HDFS replica management

classic Classic list List threaded Threaded
10 messages Options
Reply | Threaded
Open this post in threaded view
|

HDFS replica management

alakshman
Is replica management built into HDFS ? What I mean is if I set replication
factor to 3 and if I lose 3 disks is that data lost forever ? I mean all 3
disks dying at the same time I know is a far fetched scenario but if they
die over a certain period of time does HDFS re-replicate the data to ensure
that there are always 3 copies in the system ?

Thanks
A
Reply | Threaded
Open this post in threaded view
|

Re: HDFS replica management

Ted Dunning-3


Assuming that you have many more disks than 3, then the chances that 3
simultaneous disk failures being just the right 3 is much lower than the
chances of losing any 3 disks.  This is enhanced by the ability of Hadoop to
allocate files in different racks since one of the few mechanisms of
coordinating failures is losing an entire rack.

For example, if you have 20 disks, then the chance of losing a particular
three disks given that you are losing 3 disks is about one chance in a
thousand (assuming independent error location) and should be impossible if
the failures are rack aligned.

Remember, you can always increase the number of replicas if you like.
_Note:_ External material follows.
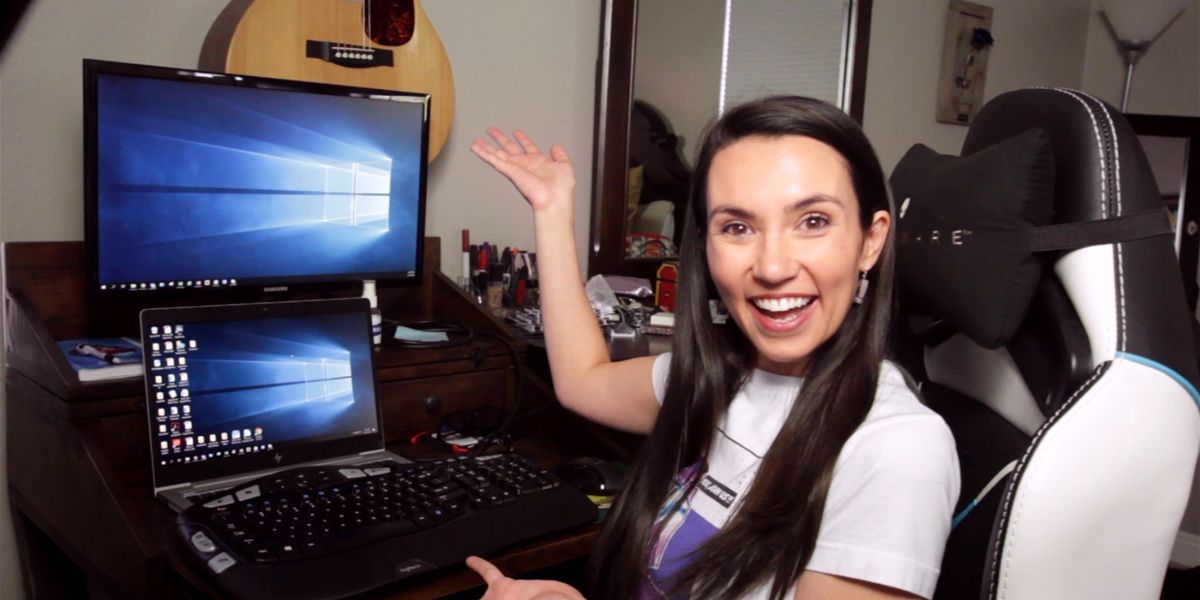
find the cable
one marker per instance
(466, 334)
On 7/17/07 12:55 AM, "Phantom" <[hidden email]> wrote:

> Is replica management built into HDFS ? What I mean is if I set replication
> factor to 3 and if I lose 3 disks is that data lost forever ? I mean all 3
> disks dying at the same time I know is a far fetched scenario but if they
> die over a certain period of time does HDFS re-replicate the data to ensure
> that there are always 3 copies in the system ?
>
> Thanks
> A

Reply | Threaded
Open this post in threaded view
|

Re: HDFS replica management

alakshman
Here is the scenario I was concerned about. Consider three nodes in the
system A, B and C which are placed say in different racks. Let us say that
the disk on A fries up today. Now the blocks that were stored on A are not
going to re-replicated (this is my understanding but I could be wrong in
this assumption) to some other node or to the new disk with which you would
bring back A. Now a month later the disk of B could fry and then another
month later disk on C could fry. This way you could slowly start losing data
in the absence of a replica synchronization algorithm like that in S3. This
would never happen in S3 because there is always a replica synchronization
algorithm that is running to give the guarantee that there will always be 3
replicas in the system. So if a disk fries then the data is re-replicated.
Of course there is no way to protect oneself from 3 machines which store
replicas losing their disks at the same time.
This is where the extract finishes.